Em uma cadeia de ilhas intocadas na província de Tabuk, na Arábia Saudita, o Shebara Resort surge do Mar Vermelho com formas que lembram a ficção científica.
Criado pelo escritório Killa Design, de Dubai, e desenvolvido pela Red Sea Global, o conjunto de 38 vilas sobre a água e 35 vilas à beira-mar representa uma proposta arquitetônica singular. Do alto, as vilas esféricas lembram um colar de pérolas repousando sobre a lagoa, com suas superfícies espelhadas refletindo o céu e o mar até quase apagar a fronteira entre construção e paisagem.

O designer Paolo Ferrari, de Toronto, foi responsável pelos interiores, desenvolvidos para acompanhar o caráter futurista das construções externas. Segundo o profissional, a ideia inicial era unir inovação com elementos da natureza, da mineralidade e do trabalho manual. O objetivo era equilibrar engenharia refinada com aspectos humanos e artesanais.
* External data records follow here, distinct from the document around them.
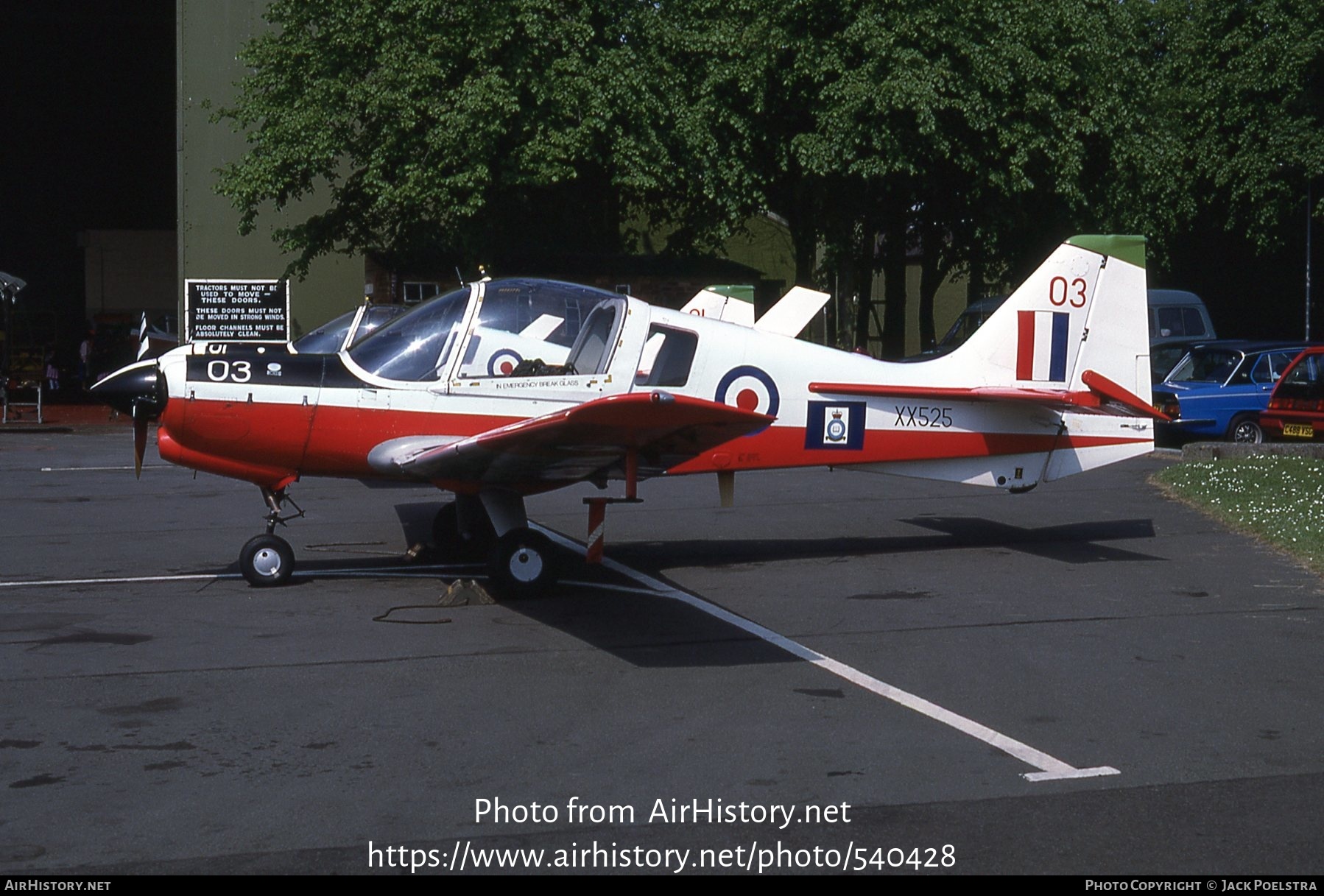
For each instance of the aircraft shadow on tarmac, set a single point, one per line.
(1074, 543)
(610, 613)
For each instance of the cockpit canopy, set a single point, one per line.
(518, 322)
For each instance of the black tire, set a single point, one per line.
(1245, 428)
(267, 562)
(524, 564)
(454, 547)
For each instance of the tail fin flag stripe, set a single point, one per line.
(1041, 350)
(1058, 367)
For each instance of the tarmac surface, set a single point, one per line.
(924, 678)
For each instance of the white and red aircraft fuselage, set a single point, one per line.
(507, 388)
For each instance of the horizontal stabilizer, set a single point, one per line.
(792, 313)
(1102, 398)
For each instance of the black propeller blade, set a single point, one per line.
(139, 391)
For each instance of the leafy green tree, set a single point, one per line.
(426, 124)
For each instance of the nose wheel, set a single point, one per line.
(267, 560)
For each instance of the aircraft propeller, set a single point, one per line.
(138, 391)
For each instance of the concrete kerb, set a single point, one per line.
(1236, 451)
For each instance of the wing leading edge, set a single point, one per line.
(587, 441)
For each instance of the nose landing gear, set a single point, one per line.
(268, 560)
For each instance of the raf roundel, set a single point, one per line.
(504, 361)
(750, 388)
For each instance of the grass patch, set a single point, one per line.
(1278, 499)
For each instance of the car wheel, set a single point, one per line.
(1246, 428)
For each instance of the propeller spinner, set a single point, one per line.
(138, 391)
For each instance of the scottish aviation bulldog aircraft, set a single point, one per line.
(507, 388)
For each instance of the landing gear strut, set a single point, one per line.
(462, 532)
(268, 560)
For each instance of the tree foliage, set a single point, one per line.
(972, 134)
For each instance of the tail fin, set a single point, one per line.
(1082, 311)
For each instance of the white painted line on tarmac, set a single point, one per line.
(412, 572)
(1050, 768)
(146, 466)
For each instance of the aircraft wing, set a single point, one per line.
(1103, 396)
(583, 442)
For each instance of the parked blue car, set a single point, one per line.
(1219, 388)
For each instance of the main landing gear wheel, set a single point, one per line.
(452, 544)
(524, 562)
(267, 560)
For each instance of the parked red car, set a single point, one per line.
(1297, 406)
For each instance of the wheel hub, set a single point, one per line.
(267, 562)
(526, 565)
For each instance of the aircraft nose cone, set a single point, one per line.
(137, 389)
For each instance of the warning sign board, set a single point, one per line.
(252, 311)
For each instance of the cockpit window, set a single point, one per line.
(416, 346)
(529, 326)
(328, 338)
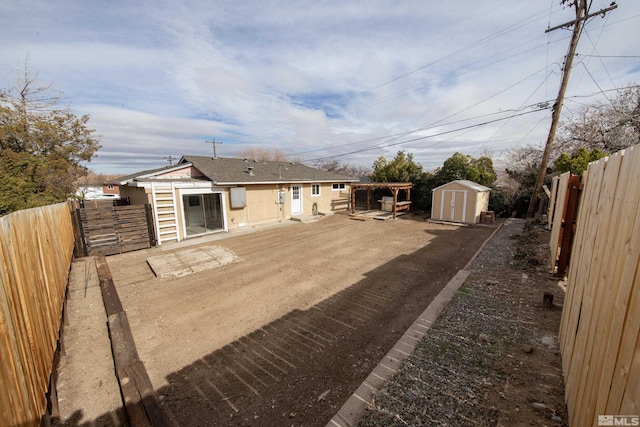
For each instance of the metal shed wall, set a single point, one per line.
(458, 203)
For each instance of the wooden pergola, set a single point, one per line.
(395, 187)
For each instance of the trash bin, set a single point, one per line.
(387, 203)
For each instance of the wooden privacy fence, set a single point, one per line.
(599, 331)
(36, 248)
(106, 229)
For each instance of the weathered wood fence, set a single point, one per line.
(107, 229)
(600, 327)
(36, 248)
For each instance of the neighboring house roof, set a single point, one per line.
(466, 183)
(230, 171)
(126, 178)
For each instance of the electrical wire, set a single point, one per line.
(476, 125)
(344, 99)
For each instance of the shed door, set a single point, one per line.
(454, 205)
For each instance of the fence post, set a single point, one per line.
(569, 224)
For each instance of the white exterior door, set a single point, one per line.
(454, 205)
(296, 200)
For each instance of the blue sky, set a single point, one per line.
(314, 79)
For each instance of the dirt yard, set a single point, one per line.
(284, 335)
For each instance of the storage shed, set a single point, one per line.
(460, 201)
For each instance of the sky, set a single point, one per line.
(317, 80)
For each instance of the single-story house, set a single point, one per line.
(201, 195)
(460, 201)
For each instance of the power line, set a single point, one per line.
(424, 137)
(507, 30)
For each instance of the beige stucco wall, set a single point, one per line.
(262, 206)
(261, 203)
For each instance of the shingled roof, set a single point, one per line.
(242, 171)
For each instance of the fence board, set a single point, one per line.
(36, 247)
(560, 190)
(110, 230)
(599, 331)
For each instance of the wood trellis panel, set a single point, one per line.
(600, 327)
(116, 229)
(36, 247)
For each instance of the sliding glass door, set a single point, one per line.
(202, 213)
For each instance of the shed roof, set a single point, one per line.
(478, 188)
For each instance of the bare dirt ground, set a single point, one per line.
(286, 334)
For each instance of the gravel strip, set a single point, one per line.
(449, 379)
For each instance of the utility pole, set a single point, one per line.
(214, 142)
(581, 16)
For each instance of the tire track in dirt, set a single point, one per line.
(280, 373)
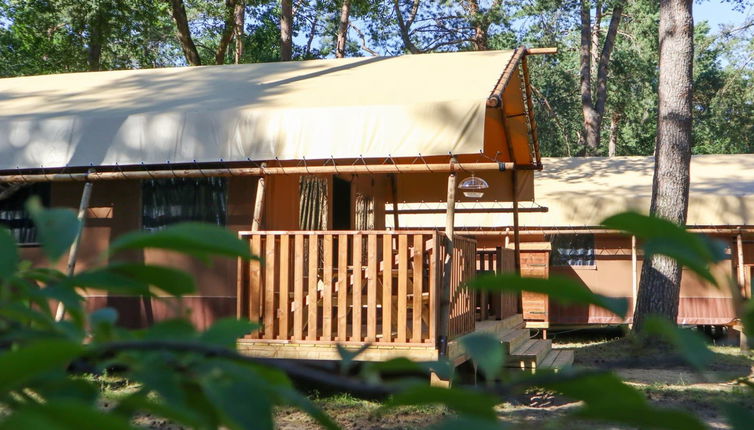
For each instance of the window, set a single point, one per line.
(13, 214)
(169, 201)
(572, 250)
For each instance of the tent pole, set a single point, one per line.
(516, 238)
(394, 191)
(444, 317)
(258, 204)
(634, 275)
(743, 341)
(74, 250)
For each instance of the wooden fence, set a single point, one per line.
(352, 287)
(492, 305)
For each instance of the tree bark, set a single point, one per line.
(613, 143)
(593, 108)
(98, 31)
(184, 34)
(661, 276)
(228, 30)
(240, 18)
(342, 37)
(405, 26)
(286, 30)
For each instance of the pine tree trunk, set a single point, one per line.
(660, 276)
(184, 34)
(240, 18)
(340, 48)
(286, 30)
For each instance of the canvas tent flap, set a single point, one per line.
(431, 104)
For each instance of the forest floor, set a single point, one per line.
(663, 378)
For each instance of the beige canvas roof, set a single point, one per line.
(580, 192)
(430, 104)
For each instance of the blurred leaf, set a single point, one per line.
(663, 237)
(8, 254)
(30, 361)
(691, 345)
(487, 352)
(64, 414)
(103, 316)
(56, 228)
(471, 403)
(226, 331)
(559, 288)
(196, 239)
(739, 418)
(607, 398)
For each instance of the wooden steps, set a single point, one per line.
(557, 359)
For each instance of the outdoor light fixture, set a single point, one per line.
(473, 187)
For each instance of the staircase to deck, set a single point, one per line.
(524, 352)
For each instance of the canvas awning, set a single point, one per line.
(580, 192)
(432, 104)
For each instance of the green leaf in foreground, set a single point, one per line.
(8, 254)
(471, 403)
(30, 361)
(56, 228)
(689, 344)
(564, 290)
(197, 239)
(607, 398)
(486, 351)
(663, 237)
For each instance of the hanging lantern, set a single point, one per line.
(473, 187)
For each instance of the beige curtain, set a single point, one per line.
(312, 214)
(364, 212)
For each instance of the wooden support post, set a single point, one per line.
(743, 341)
(444, 311)
(73, 253)
(258, 205)
(634, 274)
(516, 238)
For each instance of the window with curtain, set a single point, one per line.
(13, 213)
(312, 212)
(572, 250)
(173, 200)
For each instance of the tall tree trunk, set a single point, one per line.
(228, 30)
(661, 276)
(591, 130)
(594, 108)
(184, 34)
(405, 26)
(98, 30)
(240, 18)
(340, 46)
(613, 143)
(286, 30)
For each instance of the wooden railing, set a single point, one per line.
(500, 306)
(351, 287)
(462, 302)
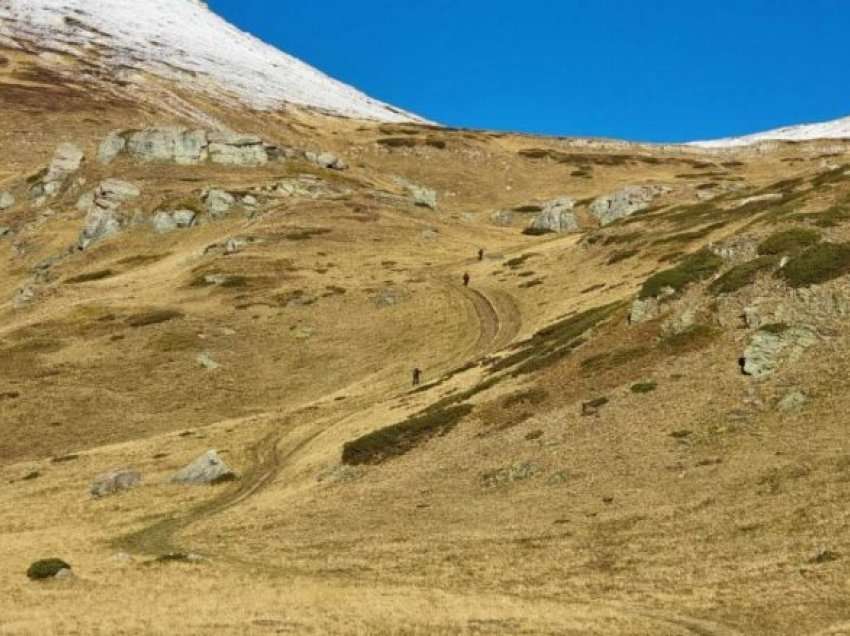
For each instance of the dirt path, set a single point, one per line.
(268, 459)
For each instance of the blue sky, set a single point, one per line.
(653, 70)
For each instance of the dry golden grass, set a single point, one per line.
(695, 509)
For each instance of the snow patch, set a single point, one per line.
(183, 40)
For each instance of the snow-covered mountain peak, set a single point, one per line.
(836, 129)
(182, 40)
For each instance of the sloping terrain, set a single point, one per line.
(630, 421)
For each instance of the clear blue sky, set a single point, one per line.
(654, 70)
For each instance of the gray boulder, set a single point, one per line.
(772, 345)
(557, 216)
(114, 144)
(625, 202)
(103, 210)
(115, 481)
(219, 202)
(237, 150)
(643, 310)
(178, 145)
(66, 161)
(326, 160)
(209, 468)
(6, 200)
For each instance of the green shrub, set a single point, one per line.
(818, 264)
(691, 269)
(394, 441)
(742, 275)
(791, 241)
(46, 569)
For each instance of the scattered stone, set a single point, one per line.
(111, 147)
(773, 344)
(793, 401)
(47, 569)
(503, 218)
(206, 361)
(557, 216)
(643, 310)
(625, 202)
(115, 481)
(209, 468)
(326, 160)
(219, 202)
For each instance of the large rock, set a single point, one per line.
(178, 145)
(6, 200)
(104, 217)
(625, 202)
(237, 150)
(326, 160)
(772, 345)
(209, 468)
(115, 481)
(111, 147)
(66, 161)
(557, 216)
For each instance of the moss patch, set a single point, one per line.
(791, 241)
(691, 269)
(743, 275)
(818, 264)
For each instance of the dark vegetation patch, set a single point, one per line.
(305, 234)
(644, 387)
(154, 317)
(519, 261)
(46, 569)
(554, 343)
(622, 255)
(399, 439)
(609, 360)
(818, 264)
(691, 269)
(789, 242)
(533, 397)
(89, 277)
(743, 275)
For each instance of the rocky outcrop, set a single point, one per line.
(625, 202)
(66, 161)
(6, 200)
(169, 220)
(218, 202)
(115, 481)
(774, 344)
(209, 468)
(326, 160)
(103, 208)
(557, 216)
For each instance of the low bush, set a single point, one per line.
(818, 264)
(693, 268)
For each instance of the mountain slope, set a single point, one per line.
(835, 129)
(179, 40)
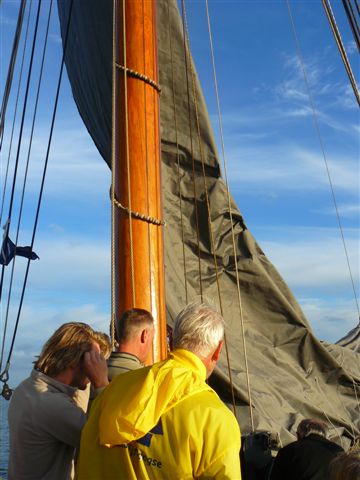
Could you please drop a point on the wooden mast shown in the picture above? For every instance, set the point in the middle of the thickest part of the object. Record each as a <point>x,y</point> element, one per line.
<point>138,242</point>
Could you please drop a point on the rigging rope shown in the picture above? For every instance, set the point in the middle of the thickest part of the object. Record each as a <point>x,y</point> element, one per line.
<point>352,21</point>
<point>231,222</point>
<point>113,173</point>
<point>25,179</point>
<point>212,243</point>
<point>317,128</point>
<point>21,130</point>
<point>11,68</point>
<point>340,44</point>
<point>4,374</point>
<point>187,60</point>
<point>177,158</point>
<point>15,114</point>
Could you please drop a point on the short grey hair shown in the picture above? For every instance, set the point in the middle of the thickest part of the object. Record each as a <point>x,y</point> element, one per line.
<point>310,426</point>
<point>198,328</point>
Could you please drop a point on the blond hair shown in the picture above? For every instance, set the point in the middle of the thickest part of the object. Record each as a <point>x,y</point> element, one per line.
<point>66,346</point>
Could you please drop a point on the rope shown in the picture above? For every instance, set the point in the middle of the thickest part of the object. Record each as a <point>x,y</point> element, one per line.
<point>339,42</point>
<point>42,182</point>
<point>317,128</point>
<point>352,21</point>
<point>15,113</point>
<point>128,162</point>
<point>325,414</point>
<point>11,68</point>
<point>212,243</point>
<point>188,60</point>
<point>25,177</point>
<point>21,130</point>
<point>147,218</point>
<point>178,159</point>
<point>231,223</point>
<point>139,76</point>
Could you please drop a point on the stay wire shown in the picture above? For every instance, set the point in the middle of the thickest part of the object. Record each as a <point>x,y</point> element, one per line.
<point>231,223</point>
<point>21,130</point>
<point>177,157</point>
<point>340,44</point>
<point>187,61</point>
<point>11,69</point>
<point>42,186</point>
<point>352,21</point>
<point>211,234</point>
<point>25,177</point>
<point>321,142</point>
<point>15,112</point>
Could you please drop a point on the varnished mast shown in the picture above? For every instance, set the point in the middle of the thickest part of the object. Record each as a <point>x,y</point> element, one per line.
<point>138,240</point>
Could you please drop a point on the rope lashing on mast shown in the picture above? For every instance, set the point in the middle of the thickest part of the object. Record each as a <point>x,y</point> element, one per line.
<point>322,146</point>
<point>139,76</point>
<point>113,173</point>
<point>139,216</point>
<point>133,291</point>
<point>340,44</point>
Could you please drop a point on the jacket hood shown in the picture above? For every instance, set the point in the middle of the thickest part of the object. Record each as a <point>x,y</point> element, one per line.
<point>133,402</point>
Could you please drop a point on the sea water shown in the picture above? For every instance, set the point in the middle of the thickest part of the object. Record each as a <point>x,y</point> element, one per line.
<point>4,438</point>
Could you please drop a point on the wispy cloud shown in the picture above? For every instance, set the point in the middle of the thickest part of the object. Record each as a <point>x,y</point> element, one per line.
<point>329,320</point>
<point>318,262</point>
<point>349,210</point>
<point>290,167</point>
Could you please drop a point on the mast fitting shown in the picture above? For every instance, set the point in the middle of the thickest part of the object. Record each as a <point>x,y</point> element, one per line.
<point>139,76</point>
<point>139,216</point>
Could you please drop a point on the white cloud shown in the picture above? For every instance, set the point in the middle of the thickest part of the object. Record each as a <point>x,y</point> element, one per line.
<point>290,167</point>
<point>330,320</point>
<point>346,210</point>
<point>317,263</point>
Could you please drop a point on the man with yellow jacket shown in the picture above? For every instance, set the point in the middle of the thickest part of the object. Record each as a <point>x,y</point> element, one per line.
<point>164,421</point>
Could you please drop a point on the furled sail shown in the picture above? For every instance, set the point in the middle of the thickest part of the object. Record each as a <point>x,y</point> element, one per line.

Esse conceito aparece logo na entrada das vilas: paredes curvas acolhem móveis esculpidos, como sofás que acompanham a arquitetura, camas integradas às mesas de cabeceira e um bar monolítico que se abre hidraulicamente, revelando interior em couro vermelho. Detalhes combinam técnica e arte, como espelhos circulares suspensos, luminárias de vidro sobre mesas de ônix e banheiras que reproduzem o movimento da maré.

A escolha de materiais foi central na identidade visual do Shebara. O uso do aço inox polido no interior foi definido desde o início do projeto. O material, pouco comum em vilas, conferiu uma nova direção ao resort, criando um contraste entre sofisticação e ousadia.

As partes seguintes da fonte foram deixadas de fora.